"Growing up, growing up,
Looking for a place to live...
The breathing stops, I don't know when
In transition once again
Such a struggle getting through these changes "
As a Jehovah's Witness, I spent most of my life in the saving business. It was my daily concern to take any and every opportunity to declare my faith to others in the hope that I could save them before God's final war of Armageddon came to destroy the unbelievers. In order to sustain this mindset, a JW must cling to the idea that their beliefs are right and the beliefs of others are wrong. And this, I'm finding, is not an easy thing to set aside.
Having shifted into a more skeptical, atheist, science-based view of the world, I find myself seeing the world quite differently than I ever have before. And yet, it seems you can take the girl out of the cult, but you can't take the cult out of the girl. I am still consistently battling with that savior model in my mind; rather than saving the godless, now I want to save the godful. There is still this drive in me to prove the rightness of what I believe and the wrongness of what others believe. And it might be okay if it just stayed as a battle in my head, but I find it spilling into my daily life to the point where I'm becoming confrontational in a way that I don't enjoy.
I don't like feeling defensive. I felt defensive my whole life. Everywhere I turned, I had to defend my beliefs to someone somewhere. Even if I weren't formally knocking on people's doors to bring them the "good news", I was answering questions from someone about my beliefs: Why don't you celebrate birthdays? Why don't you take blood transfusions? Why don't you vote? Even when I just wanted to relax, I still felt like I had to be on high alert for opportunities to defend my faith. It was exhausting.
And that anxiety persists. Although I've changed my worldview 180 degrees, I still feel this strong pull that I must now defend this worldview and work on converting others to my point of view. I am rationally aware that this is arrogant and foolish. And yet, sometimes it feels as though I can't quite help myself. Those defensive feelings, that drive to save others from their "wrong" beliefs is still so strong that it takes me great effort not to act it out.
The other belief system I'm currently working hard to overcome is again tied to others having different beliefs than mine. As JW's there is this sameness of belief, so much so that you can go anywhere in the world, step into a Kingdom Hall (JW equivalent of a church) and hear the same beliefs being expounded. There is no cultural or regional variance. This sameness created a very secure feeling, close-knit environment.

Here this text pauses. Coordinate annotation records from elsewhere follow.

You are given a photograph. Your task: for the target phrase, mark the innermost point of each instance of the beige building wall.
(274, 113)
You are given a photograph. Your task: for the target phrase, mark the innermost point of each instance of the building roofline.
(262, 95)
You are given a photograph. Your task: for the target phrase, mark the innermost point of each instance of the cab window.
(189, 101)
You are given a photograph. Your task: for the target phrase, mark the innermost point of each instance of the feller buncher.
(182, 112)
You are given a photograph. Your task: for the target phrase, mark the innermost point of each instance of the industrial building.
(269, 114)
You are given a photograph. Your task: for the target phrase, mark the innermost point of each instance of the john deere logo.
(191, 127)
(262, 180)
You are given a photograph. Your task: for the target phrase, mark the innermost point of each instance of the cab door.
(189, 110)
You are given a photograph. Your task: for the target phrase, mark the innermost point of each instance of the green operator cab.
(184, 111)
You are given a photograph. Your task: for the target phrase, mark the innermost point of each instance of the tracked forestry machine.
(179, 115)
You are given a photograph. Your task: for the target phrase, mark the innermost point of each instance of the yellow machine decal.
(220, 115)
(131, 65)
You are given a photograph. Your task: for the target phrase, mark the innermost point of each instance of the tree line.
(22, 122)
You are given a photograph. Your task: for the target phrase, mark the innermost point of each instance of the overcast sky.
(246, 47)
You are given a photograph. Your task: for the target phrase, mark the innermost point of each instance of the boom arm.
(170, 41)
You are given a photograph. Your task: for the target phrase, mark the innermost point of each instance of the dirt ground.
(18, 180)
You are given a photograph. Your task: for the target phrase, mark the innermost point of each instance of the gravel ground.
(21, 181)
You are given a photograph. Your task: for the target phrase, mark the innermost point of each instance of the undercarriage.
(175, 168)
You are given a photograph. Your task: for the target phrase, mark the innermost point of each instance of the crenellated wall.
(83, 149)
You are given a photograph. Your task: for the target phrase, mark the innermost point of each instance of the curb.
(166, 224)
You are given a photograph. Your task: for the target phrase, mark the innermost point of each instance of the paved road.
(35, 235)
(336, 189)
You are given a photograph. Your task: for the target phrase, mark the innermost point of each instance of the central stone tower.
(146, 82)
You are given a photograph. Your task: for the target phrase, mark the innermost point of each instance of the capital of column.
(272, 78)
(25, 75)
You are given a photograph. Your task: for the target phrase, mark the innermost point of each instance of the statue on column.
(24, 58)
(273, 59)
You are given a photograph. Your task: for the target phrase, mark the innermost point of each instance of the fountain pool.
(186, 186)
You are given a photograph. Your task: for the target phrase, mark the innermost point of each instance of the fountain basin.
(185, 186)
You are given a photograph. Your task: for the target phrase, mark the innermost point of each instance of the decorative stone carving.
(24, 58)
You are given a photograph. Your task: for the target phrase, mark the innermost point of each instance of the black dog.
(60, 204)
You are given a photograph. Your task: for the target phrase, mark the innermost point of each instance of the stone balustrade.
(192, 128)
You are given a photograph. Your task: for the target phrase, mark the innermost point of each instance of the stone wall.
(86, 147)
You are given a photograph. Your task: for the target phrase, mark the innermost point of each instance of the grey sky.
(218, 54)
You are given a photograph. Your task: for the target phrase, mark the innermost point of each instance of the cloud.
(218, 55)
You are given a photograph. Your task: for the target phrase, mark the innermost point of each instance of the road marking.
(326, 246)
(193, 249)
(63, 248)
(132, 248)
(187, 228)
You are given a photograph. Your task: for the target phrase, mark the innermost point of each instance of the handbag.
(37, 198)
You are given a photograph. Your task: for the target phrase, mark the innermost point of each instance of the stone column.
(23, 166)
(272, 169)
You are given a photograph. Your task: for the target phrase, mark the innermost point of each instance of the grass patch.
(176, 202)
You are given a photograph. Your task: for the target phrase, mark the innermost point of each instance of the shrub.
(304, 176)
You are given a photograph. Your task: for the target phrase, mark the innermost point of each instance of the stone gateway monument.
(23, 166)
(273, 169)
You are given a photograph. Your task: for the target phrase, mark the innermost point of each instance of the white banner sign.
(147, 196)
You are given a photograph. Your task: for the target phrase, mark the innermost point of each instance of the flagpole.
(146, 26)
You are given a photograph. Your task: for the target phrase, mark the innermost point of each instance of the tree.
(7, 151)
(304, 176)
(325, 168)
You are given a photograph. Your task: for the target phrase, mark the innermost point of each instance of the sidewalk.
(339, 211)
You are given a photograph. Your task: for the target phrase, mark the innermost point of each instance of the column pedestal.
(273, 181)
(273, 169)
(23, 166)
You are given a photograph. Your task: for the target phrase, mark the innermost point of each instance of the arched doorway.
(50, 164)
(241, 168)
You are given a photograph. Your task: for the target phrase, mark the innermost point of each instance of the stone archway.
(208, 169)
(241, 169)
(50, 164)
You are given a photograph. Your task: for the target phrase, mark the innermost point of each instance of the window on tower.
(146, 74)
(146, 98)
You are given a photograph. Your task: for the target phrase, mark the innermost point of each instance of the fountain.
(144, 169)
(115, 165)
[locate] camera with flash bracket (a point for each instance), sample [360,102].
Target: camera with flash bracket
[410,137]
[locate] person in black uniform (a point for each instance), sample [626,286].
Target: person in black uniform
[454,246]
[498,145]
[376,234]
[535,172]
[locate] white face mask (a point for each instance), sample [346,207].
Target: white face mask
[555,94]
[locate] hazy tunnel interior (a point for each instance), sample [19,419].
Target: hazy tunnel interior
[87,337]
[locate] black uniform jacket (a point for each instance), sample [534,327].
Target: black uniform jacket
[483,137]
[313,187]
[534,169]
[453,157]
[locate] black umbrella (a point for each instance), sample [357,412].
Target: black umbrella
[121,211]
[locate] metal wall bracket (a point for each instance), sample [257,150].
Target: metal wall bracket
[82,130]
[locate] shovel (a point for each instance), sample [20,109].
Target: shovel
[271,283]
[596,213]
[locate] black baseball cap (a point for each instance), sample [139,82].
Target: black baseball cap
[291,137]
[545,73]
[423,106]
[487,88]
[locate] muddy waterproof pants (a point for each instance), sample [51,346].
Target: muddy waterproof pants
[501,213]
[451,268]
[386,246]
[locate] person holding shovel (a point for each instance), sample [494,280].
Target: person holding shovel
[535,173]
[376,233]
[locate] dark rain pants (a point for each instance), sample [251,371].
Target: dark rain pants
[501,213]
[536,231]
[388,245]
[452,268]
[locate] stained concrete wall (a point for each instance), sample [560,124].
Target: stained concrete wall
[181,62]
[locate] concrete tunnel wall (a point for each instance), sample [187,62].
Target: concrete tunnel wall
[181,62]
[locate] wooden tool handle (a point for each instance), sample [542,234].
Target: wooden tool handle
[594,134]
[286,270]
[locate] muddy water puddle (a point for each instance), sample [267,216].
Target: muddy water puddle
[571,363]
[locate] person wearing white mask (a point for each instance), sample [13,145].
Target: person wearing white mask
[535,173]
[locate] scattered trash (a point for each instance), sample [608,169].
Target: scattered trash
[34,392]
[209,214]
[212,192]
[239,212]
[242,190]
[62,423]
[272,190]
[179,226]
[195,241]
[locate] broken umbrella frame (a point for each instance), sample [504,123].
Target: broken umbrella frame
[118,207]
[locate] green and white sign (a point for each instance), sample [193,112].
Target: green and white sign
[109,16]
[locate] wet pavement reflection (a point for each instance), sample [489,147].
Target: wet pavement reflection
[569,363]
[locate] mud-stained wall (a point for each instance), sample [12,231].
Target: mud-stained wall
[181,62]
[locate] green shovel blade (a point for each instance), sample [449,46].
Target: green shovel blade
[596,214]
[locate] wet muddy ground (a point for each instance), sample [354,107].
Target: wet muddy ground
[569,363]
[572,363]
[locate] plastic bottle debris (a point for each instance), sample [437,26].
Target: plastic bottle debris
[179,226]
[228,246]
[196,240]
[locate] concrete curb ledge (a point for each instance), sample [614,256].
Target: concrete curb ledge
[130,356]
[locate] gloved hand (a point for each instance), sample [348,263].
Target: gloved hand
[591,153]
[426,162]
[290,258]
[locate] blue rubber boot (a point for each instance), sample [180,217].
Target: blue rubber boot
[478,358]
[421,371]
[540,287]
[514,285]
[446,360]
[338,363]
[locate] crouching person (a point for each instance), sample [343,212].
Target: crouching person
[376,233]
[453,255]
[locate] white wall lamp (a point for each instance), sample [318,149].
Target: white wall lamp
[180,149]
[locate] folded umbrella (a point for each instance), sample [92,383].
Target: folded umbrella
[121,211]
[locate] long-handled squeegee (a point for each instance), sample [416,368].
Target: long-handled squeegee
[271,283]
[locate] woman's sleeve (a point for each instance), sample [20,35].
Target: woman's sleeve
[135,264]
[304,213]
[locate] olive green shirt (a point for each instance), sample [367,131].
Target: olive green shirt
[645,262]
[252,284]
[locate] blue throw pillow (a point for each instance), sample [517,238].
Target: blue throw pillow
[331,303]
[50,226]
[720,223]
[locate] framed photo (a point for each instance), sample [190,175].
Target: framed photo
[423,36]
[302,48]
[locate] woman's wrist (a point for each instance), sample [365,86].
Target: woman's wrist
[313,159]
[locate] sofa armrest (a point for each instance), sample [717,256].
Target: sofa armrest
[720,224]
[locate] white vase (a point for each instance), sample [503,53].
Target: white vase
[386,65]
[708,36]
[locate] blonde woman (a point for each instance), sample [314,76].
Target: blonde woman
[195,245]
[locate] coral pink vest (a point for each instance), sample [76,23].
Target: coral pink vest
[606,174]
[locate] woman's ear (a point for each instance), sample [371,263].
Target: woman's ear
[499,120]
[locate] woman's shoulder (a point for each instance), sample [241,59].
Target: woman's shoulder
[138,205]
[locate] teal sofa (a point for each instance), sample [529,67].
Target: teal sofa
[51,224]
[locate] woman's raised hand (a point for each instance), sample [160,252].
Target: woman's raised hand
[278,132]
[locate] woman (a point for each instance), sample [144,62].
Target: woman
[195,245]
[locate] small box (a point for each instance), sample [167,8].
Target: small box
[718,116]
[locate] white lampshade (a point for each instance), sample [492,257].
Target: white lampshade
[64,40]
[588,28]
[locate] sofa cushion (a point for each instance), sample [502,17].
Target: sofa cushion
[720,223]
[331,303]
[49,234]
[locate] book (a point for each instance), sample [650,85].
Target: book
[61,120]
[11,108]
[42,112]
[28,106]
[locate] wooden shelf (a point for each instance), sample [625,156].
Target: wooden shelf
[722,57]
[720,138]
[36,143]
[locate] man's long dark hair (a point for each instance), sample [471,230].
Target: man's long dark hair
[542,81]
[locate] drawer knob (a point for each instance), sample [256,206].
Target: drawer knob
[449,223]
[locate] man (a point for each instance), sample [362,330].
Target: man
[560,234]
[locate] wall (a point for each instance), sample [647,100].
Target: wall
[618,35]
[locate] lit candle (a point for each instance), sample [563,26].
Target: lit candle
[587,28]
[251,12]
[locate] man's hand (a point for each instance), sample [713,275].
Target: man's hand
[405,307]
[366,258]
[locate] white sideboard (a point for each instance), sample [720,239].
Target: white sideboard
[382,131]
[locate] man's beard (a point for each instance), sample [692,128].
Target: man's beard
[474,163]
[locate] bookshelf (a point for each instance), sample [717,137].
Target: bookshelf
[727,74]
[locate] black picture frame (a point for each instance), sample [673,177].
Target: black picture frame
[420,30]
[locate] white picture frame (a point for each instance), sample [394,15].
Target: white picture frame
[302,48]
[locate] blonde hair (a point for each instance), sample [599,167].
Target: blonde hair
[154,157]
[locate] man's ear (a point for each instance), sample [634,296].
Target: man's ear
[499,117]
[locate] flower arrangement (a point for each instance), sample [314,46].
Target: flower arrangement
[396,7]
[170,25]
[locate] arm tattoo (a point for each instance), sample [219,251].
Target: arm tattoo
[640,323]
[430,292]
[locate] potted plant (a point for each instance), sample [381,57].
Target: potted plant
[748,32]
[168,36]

And anyone who questions or challenges that sameness, through action against official JW dogma, is removed, excommunicated, kicked out and shunned from the rest of the group. You can get back in but only once you conform your thinking and behavior once more to the group's. There's very little room for individuality.
This desire for sameness of thought still pervades my psyche. I watch as my brain has changed itself. I see how my thinking is so very different from where I was five years ago. And I can see how my worldview and operating philosophy is different even from the friends I've acquired in these past few years. And my knee-jerk response, my patterned reaction, is to want to cut off those friendships and seek out those who see the world as I do.
It was a definite moment of grace recently when I was out with my friend G and we quite obviously disagreed on something and she must have noticed the complete look of terror on my face ("Oh my goodness, one of my best friends doesn't share my views on something that's really important to me, what do I do now?!") and she said something very simple and very profound, "Ya know, friends don't have to agree on everything."
Of course, she's right. And I knew this intellectually, but my behavior was still being driven by the JW mindset of sameness and uniformity of thought.
I watch these battles play out in my mind and in my life. I still feel very much like a child in so many ways, just trying to bash my way through a world I still don't quite understand. But honestly, I'm terribly exhausted. I don't want to defend myself anymore. I don't want to fight anymore. I don't want to convert anyone ever again. I'm out of the saving business. If I can save myself from myself I will have accomplished much in this life. And really, who else needs saving but me?
I am fortunate to have friends, like G, who put up with my growing pains and keep me around even when I behave foolishly. This is the kind of friendship I've longed for my whole life, friends who love me for who I am, not for what I believe or don't believe. Friends who won't kick me out of the group because I'm no longer "one of them". I hope I can continue to become that kind of friend to others. I'm learning. Pain by excruciating pain, I'm learning.